Tackling important research questions while training students, like Colburn, with the goal of employment after graduation are two primary goals of the NEEC program, Bays said.
“The NEEC program has been a tremendous benefit to the Naval Research and Development Enterprise and NSWC PCD in particular, with projects recommended by all three NSWC PCD (technical) departments in recent years,” Bays said. “It’s created a sustainable pipeline of scientists and engineers with difficult-to-hire skillsets such as autonomy and machine learning.”
Dr. Jose C. Principe, Eckis Distinguished Professor of electrical and computer engineering at UF, is the NEEC faculty member and principal investigator for this project. He is responsible for the research direction effort and execution of the project.
“Machine learning is achieving amazing results, but our lack of understanding about how specifically this happens is quite frustrating,” he said.
“On the other hand, information theory is a well-developed theory of bounds, centered around the concept of information," he continued. "The big advantage of information is that it is metric and actionable. Hence, integrating machine learning with the theory of information quantifies how information is transformed within a machine learning algorithm during training. This will pinpoint bottlenecks and ways to improve training times and the choice of hyper parameters for robust performance.
“The overall project goal is to design machine learning algorithms in the same way engineers build high technology,” Principe said. “In my laboratory, students not only learn algorithms and applications, but also collaborative methodologies on how to solve problems and construct new paradigms that push the state-of-the art. I am therefore very honored to be part of the NEEC initiative.”
Isaac Sledge, NSWC Panama City Division’s senior machine learning research scientist and NEEC mentor, and his team have successfully competed for and received grants from the Office of Naval Research in the areas of information-theoretic reinforcement learning, information-theoretic deep learning and information-theoretic uncertainty quantification.
“This project is incredibly important for understanding the flow of information in deep networks and why they learn to perform complicated tasks, like automated target detection and recognition, semantic scene segmentation, and more,” Sledge said.

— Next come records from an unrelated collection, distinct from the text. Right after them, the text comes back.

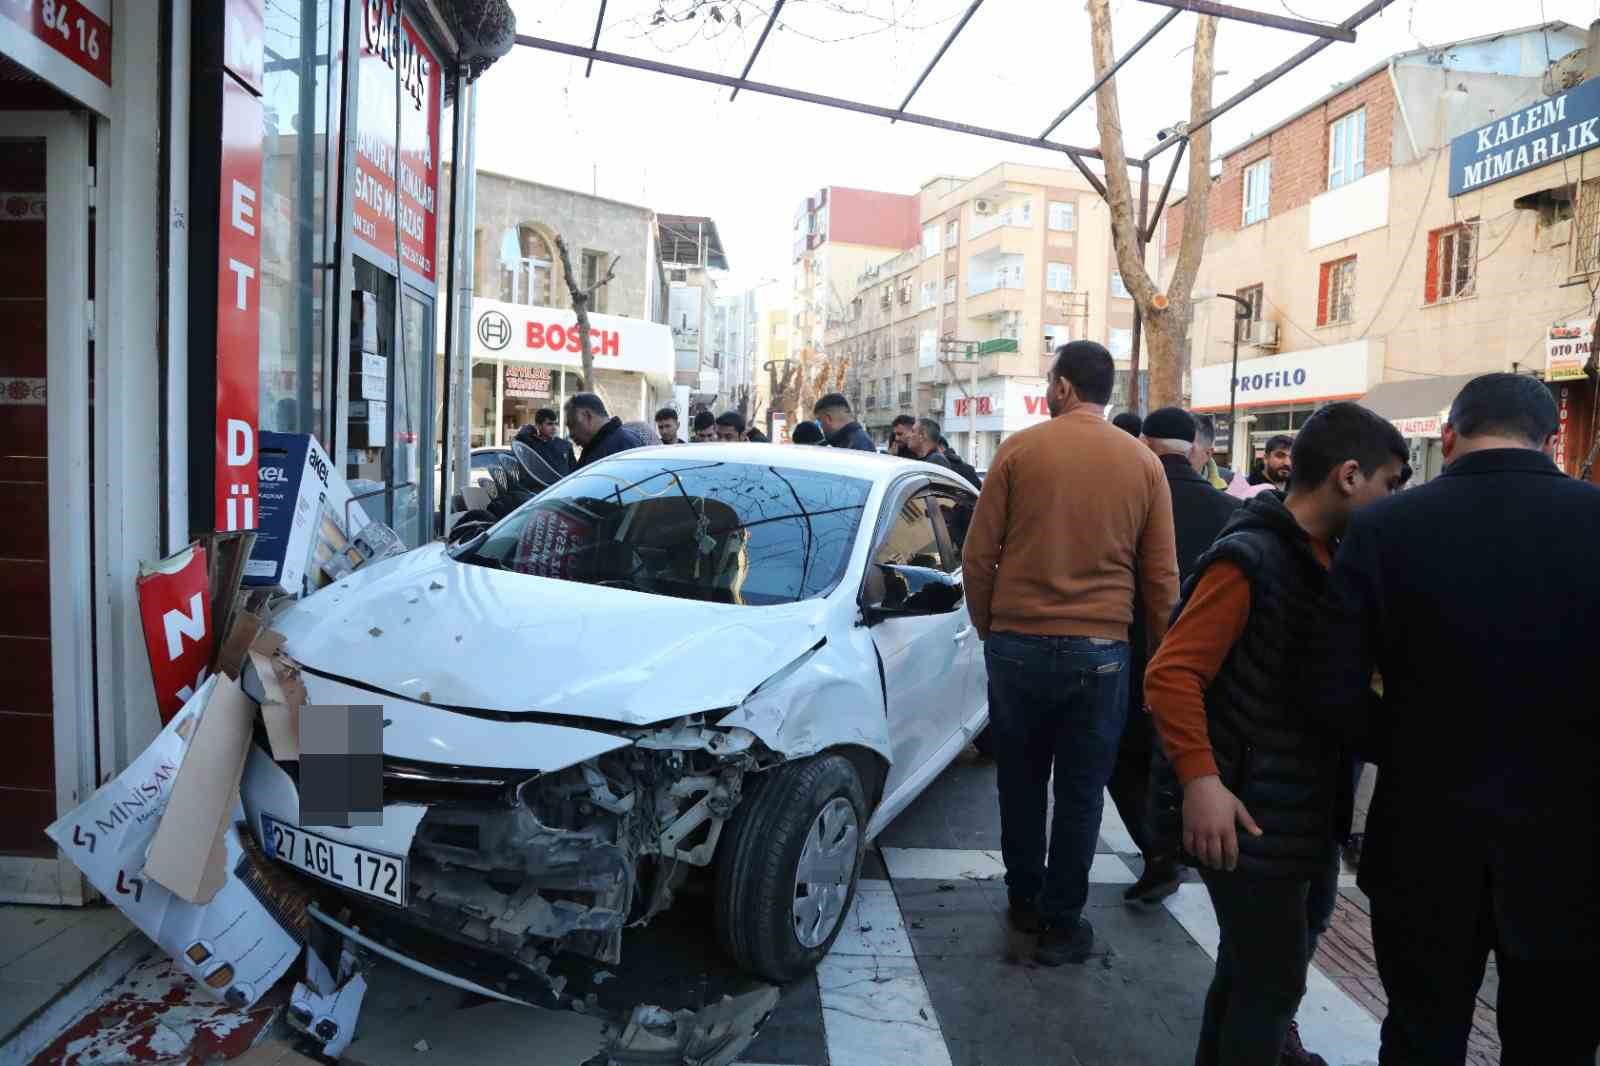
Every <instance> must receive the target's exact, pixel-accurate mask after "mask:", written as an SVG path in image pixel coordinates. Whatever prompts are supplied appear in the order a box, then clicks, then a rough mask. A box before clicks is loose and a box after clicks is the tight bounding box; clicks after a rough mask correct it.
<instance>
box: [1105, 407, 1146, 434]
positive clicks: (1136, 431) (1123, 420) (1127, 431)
mask: <svg viewBox="0 0 1600 1066" xmlns="http://www.w3.org/2000/svg"><path fill="white" fill-rule="evenodd" d="M1110 424H1112V426H1115V427H1117V429H1120V431H1122V432H1125V434H1128V435H1130V437H1138V435H1139V434H1141V432H1142V426H1144V419H1142V418H1139V416H1138V415H1136V413H1134V411H1123V413H1122V415H1117V416H1114V418H1112V419H1110Z"/></svg>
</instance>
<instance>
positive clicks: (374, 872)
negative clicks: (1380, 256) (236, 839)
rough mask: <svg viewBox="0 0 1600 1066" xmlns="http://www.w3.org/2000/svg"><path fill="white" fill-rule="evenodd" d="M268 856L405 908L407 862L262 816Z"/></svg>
mask: <svg viewBox="0 0 1600 1066" xmlns="http://www.w3.org/2000/svg"><path fill="white" fill-rule="evenodd" d="M261 839H262V842H264V844H266V848H267V855H270V856H272V858H275V860H278V861H280V863H288V864H290V866H293V868H294V869H299V871H302V872H306V874H310V876H312V877H318V879H322V880H325V882H328V884H330V885H338V887H341V888H349V890H350V892H358V893H362V895H363V896H371V898H373V900H382V901H384V903H392V904H395V906H400V908H403V906H405V885H406V879H405V860H403V858H397V856H394V855H384V853H382V852H373V850H370V848H360V847H355V845H354V844H344V842H342V840H330V839H328V837H323V836H318V834H315V832H310V831H307V829H301V828H299V826H290V824H286V823H282V821H278V820H277V818H274V816H272V815H262V816H261Z"/></svg>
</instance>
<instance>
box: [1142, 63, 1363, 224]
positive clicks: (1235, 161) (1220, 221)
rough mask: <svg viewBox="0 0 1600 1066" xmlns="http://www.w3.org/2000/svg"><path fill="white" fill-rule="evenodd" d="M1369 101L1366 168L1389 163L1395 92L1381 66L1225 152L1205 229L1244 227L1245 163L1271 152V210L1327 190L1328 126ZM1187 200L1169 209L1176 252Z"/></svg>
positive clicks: (1300, 200) (1173, 206)
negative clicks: (1243, 219)
mask: <svg viewBox="0 0 1600 1066" xmlns="http://www.w3.org/2000/svg"><path fill="white" fill-rule="evenodd" d="M1357 107H1366V154H1365V158H1366V165H1365V166H1366V173H1368V174H1373V173H1378V171H1379V170H1384V168H1386V166H1389V162H1390V154H1392V149H1394V120H1395V94H1394V86H1392V85H1390V82H1389V72H1387V70H1378V72H1374V74H1371V75H1368V77H1365V78H1362V80H1360V82H1357V83H1355V85H1352V86H1349V88H1346V90H1344V91H1341V93H1336V94H1334V96H1330V98H1328V99H1325V101H1322V102H1320V104H1317V106H1315V107H1312V109H1310V110H1307V112H1306V114H1304V115H1299V117H1296V118H1293V120H1290V122H1286V123H1285V125H1282V126H1278V128H1277V130H1272V131H1270V133H1267V134H1264V136H1261V138H1256V139H1254V141H1251V142H1250V144H1245V146H1243V147H1240V149H1235V150H1234V152H1230V154H1229V155H1226V157H1224V158H1222V173H1221V176H1218V178H1216V179H1214V181H1213V182H1211V202H1210V219H1208V226H1206V232H1211V234H1216V232H1227V230H1235V229H1240V226H1242V224H1243V213H1245V168H1248V166H1251V165H1253V163H1256V162H1259V160H1262V158H1266V157H1269V155H1270V157H1272V192H1270V200H1269V216H1272V218H1277V216H1280V214H1286V213H1290V211H1293V210H1294V208H1299V206H1304V205H1306V203H1310V200H1312V198H1314V197H1317V195H1320V194H1323V192H1326V190H1328V126H1330V125H1331V123H1333V122H1336V120H1339V118H1342V117H1344V115H1347V114H1350V112H1352V110H1355V109H1357ZM1184 206H1186V205H1184V203H1174V205H1173V206H1171V208H1170V210H1168V213H1166V245H1165V246H1166V251H1168V253H1171V254H1176V251H1178V246H1179V245H1181V243H1182V234H1184Z"/></svg>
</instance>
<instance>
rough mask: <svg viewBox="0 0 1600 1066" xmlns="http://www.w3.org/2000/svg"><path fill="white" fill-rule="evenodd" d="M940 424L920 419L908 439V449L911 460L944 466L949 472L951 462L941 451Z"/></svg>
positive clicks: (906, 440) (923, 418) (907, 445)
mask: <svg viewBox="0 0 1600 1066" xmlns="http://www.w3.org/2000/svg"><path fill="white" fill-rule="evenodd" d="M939 435H941V431H939V423H936V421H933V419H931V418H918V419H917V426H915V427H914V429H912V431H910V434H909V435H907V437H906V447H907V448H910V458H912V459H922V461H923V463H931V464H934V466H942V467H944V469H947V471H949V469H950V461H949V459H946V458H944V451H941V450H939Z"/></svg>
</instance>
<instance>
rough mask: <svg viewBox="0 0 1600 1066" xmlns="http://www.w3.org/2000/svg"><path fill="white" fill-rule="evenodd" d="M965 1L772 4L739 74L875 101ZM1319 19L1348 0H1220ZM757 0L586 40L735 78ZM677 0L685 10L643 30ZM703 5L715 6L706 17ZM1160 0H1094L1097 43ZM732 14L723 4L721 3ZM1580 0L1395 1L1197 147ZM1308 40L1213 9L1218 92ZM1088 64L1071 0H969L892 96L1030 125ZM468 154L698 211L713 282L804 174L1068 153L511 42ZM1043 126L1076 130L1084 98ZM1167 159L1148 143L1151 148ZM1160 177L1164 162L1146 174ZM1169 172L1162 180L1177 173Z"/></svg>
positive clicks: (654, 6) (1173, 52)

“This research will be instrumental in designing better automated target recognition systems and understanding why they work and where they provide spurious responses,” he said. “All of these topics are of immense interest to the U.S. Navy, as they will lead to the creation of deployable systems that remove the need for the warfighter to act in dangerous locations. They also enable us to maintain a lopsided technical edge against our adversaries.”